Friday, February 8, 2013

CHD Awareness Week 2013

Every year from February 7th to the 14th, members of the heart community rally behind each other in honor of CHD Awareness Week. We do this year round, but these seven days mark our "official" week--our opportunity to celebrate our children and to teach those around us about the worlds most common birth defect.

I envisioned this being a BIG week on the blog...a week filled with educational posts, statistics, stories...but here I am, 2 days in to our week, struggling to write just one simple post. I'm not sure what my deal is. I just can't seem to translate my thoughts into written word lately. I write a sentence, delete it, re-write the same sentence I just deleted...then I get frustrated and walk away. Sigh.  I just feel overwhelmed sometimes.
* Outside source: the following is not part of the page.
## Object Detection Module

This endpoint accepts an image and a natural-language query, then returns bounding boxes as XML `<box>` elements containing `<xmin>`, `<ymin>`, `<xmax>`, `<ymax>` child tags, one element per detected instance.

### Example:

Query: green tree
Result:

Maybe it's because all of this heart awareness (which I love) serves as a constant reminder of what we lost. My Facebook page is constantly filled with awareness posts--and with these posts come incredible stories of children who are defying all odds, children living with half hearts, children with faded scars running the lengths of their chests. There are pictures too...side-by-side images of of newborns with their open post-op chests and then that same child 3 years later appearing happy and healthy. Success stories.

These kiddos are amazing.
They are fighters.
They prove day in and day out that CHD doesn't have to be a death sentence.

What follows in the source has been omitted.